The latest news to come out of the courts about the big Authors Guild vs Google case is that the Second Court of Appeals has sided with Google in putting a hold on Judge Chin’s decision that the Authors Guild could have class-action status to represent all authors who had been wronged by Google.

Perhaps the more interesting part of the decision, however, was why they did it. The Second Court said that they felt the question of class action status was premature at this point, because Google Books could actually be fair use. They ordered Judge Chin (who is actually a member of said court now, but is still handling the Google case as a holdover from his District judge days) to rule on whether or not Google’s scanning constitutes fair use before deciding whether to grant class action, because if it is, then class action is a moot point. (Google filed a motion for summary judgment requesting such a ruling just short of a year ago.) And you know that court will be watching—one of its members, Judge Pierre Leval, published a ground-breaking journal article on fair use in 1990.
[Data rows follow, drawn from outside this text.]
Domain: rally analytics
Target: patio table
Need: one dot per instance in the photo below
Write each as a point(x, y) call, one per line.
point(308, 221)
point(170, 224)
That does tend to cut right to the heart of the matter, doesn’t it? If the scanning is ruled to be fair use—that is, it passes the four-factor test deciding whether it is transformative and benign enough to be a permitted violation of copyright law—that effectively cuts the Author’s Guild’s legs right out from under it. And probably doesn’t help it much with the related HathiTrust case, either. And Mike Masnick over at Techdirt thinks that the instruction was a bit more pointed than that—that the appeals court is doing everything short of jumping up and down and yelling, “That is fair use, you idiot!”

Of course, no matter what happens it’ll still get appealed right up the ladder, and may well end up with the Supreme Court just as the Apple trial does. Still, it’s nice to see some movement in this case that’s been going on since before I even started writing for TeleRead.